Computational Fluid Dynamics (CFD) is a fundamental tool for the aerodynamic development in industrial applications. In the usual approach structural deformation due to aerodynamic and thermal loads is often neglected. However, in some cases, where power efficiency is the ultimate goal, an accurate prediction of the structure-flow interaction is essential. This is particularly true for trim and flutter analysis of aircrafts, helicopter and turbomachinery blades. Particularly, turbomachinery trim and flutter predictions still represent a challenge due to phenomena like rotor-stator interaction, separations and shock waves. The usual time-linearised, frequency-domain strategies can be inadequate when this kind of strong non-linear phenomena occur in the flow, making necessary full non-linear time-domain simulations or the harmonic balance technique.

Beside flutter, another important aspect, not yet adequately investigated, is the trim analysis, which is fundamental for an accurate steady simulation that aims to consider static blade elasticity for the performance evaluation of turbomachines.

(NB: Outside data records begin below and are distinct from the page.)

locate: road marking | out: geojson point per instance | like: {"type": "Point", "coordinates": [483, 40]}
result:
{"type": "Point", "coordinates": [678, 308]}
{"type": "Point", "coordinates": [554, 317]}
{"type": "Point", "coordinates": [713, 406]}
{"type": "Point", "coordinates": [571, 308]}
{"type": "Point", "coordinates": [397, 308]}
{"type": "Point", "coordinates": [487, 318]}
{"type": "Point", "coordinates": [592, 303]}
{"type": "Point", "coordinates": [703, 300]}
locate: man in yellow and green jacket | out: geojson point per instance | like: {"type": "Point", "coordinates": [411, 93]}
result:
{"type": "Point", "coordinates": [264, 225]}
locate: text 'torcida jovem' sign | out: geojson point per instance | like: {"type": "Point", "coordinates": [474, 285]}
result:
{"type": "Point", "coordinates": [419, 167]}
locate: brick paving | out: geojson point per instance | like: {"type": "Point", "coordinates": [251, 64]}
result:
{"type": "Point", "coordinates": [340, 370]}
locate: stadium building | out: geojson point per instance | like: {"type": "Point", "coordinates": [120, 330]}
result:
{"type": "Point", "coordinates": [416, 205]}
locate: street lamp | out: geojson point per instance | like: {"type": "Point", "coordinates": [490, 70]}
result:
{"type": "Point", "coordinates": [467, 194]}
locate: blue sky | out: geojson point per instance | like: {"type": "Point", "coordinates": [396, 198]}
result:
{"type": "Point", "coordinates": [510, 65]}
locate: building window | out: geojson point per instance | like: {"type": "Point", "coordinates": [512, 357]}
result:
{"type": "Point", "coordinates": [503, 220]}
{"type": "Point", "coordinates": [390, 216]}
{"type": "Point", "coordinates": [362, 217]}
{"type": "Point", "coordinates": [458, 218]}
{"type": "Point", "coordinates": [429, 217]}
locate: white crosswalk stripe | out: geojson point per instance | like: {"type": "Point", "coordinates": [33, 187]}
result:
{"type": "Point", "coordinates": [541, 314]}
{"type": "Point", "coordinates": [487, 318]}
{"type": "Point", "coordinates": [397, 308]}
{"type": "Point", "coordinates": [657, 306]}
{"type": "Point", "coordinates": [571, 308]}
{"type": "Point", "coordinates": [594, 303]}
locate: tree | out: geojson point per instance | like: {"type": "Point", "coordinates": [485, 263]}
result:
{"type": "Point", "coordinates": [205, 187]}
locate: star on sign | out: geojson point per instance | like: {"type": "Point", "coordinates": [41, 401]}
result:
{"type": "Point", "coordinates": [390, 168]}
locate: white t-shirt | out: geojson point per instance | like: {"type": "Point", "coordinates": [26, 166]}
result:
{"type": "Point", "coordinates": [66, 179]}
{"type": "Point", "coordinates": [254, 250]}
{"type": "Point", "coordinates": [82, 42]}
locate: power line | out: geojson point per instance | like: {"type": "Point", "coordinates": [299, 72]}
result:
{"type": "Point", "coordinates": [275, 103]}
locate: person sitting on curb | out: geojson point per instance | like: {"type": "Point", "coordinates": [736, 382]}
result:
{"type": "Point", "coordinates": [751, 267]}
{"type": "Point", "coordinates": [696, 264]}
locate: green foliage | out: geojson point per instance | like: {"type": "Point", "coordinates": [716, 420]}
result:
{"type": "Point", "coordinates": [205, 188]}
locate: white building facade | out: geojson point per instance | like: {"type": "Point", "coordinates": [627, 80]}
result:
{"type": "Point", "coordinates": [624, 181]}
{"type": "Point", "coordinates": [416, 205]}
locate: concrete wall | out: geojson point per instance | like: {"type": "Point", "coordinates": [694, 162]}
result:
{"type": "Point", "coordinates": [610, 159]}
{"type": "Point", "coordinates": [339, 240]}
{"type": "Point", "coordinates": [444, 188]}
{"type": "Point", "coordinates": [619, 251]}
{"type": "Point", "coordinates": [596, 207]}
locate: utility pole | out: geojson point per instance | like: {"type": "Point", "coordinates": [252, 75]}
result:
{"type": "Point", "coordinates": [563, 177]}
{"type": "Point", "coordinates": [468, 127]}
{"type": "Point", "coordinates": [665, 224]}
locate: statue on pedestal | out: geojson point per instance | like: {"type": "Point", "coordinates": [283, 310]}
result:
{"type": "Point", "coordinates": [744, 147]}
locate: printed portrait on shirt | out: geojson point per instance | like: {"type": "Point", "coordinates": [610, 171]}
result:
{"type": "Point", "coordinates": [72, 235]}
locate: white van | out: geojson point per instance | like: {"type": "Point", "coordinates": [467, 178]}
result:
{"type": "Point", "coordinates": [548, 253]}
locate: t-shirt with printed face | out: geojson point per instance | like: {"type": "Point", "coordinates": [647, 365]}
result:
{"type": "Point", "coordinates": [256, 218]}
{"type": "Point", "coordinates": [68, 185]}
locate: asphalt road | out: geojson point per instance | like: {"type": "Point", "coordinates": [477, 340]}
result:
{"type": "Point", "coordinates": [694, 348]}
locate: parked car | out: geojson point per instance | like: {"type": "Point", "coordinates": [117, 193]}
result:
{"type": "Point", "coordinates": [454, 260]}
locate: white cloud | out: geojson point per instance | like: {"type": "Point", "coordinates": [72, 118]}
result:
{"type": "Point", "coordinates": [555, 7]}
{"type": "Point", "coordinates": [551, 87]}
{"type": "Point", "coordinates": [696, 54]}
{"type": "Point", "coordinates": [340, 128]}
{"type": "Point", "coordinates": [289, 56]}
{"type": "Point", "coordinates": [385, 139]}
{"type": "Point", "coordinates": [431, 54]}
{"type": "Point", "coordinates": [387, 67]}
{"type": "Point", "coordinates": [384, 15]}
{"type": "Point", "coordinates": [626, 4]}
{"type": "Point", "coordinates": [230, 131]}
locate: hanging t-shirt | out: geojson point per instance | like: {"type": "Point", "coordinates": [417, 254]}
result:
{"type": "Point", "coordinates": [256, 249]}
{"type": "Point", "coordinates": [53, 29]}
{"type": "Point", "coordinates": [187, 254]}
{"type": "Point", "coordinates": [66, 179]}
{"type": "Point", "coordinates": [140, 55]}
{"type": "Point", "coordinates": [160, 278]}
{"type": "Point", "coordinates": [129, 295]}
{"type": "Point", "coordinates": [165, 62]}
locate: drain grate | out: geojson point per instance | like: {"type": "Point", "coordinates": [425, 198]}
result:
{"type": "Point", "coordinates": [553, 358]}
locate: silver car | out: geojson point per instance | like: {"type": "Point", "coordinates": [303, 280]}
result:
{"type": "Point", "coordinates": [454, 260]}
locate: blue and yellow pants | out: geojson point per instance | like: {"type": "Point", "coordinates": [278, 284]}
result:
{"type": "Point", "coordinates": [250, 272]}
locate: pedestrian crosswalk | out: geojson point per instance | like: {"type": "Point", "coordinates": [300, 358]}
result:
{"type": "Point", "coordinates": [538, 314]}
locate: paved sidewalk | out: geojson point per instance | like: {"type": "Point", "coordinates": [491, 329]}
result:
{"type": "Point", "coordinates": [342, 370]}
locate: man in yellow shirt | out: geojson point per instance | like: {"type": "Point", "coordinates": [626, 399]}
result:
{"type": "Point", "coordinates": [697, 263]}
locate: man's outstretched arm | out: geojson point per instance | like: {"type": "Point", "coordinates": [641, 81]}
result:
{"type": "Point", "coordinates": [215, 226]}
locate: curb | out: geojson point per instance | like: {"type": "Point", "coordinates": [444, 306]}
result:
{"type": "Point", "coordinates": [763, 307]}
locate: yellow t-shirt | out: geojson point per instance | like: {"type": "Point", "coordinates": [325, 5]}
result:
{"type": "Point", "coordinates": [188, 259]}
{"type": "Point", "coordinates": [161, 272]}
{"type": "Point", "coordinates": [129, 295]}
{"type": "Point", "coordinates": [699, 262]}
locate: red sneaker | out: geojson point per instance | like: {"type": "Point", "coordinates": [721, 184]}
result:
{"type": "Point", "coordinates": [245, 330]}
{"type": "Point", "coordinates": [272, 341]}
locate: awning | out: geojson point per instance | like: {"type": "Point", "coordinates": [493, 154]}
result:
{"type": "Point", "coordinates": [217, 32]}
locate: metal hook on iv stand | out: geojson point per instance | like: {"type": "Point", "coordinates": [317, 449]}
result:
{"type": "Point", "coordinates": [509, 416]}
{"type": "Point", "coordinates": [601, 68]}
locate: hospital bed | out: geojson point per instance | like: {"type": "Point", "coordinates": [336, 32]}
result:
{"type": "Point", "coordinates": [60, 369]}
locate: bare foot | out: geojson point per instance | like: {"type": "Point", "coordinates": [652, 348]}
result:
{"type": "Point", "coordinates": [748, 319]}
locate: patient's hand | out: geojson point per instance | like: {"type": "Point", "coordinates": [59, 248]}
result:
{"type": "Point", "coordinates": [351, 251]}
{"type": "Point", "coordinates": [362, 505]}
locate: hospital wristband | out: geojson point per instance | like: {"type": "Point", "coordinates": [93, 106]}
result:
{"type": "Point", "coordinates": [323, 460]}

Moreover, alongside the obvious contribution given by centrifugal loads to the blade deformation, a not less important source of blade displacement is the thermal effect due to the heat exchanged between the solid and the fluid domains. In particular, for some geometries and operating conditions, thermal effects can be more important than centrifugal effects for the blade deformations.

Considering multiple sources of blade deformation (elastic, centrifugal and thermal) in a what is often called “multiphysics” approach is nowadays more and more important, if the goal of the analysis is geometry optimization. To achieve this, next to result’s accuracy also computational efficiency is required, when hundreds of aeroelastic simulations have to be performed in a typical optimization loop. Modern GPUs can be exploited to pursue this goal thanks to their high peak computational power available at relatively low costs and low power consumption with respect to the usual CPUs.

In this paper a pioneer work describing the impact of static deformation due to blade elasticity, thermal and centrifugal effects on the performances and power efficiency will be provided. Alongside with accurate results, computational efficiency is taken into account. The purpose of this article is to show the architecture of a GPU-accelerated Fluid-Structure Interaction (FSI) solver for compressible viscous flows. The proposed approach is validated with a typical industrial case, i.e. a turbocharger transonic centrifugal-compressor provided by ABB. The effects of trimmed solutions on the most important integral quantities (i.e. mass flow, characteristic curves, mass-averaged outflow profiles) are investigated and a comparison with pure aerodynamic results is provided. Due to the high blade stiffness and thus the very small displacements obtained with the trim solutions, for the particular case presented in the paper the aeroelastic solutions basically provide nearly the same results as the pure aerodynamic solutions.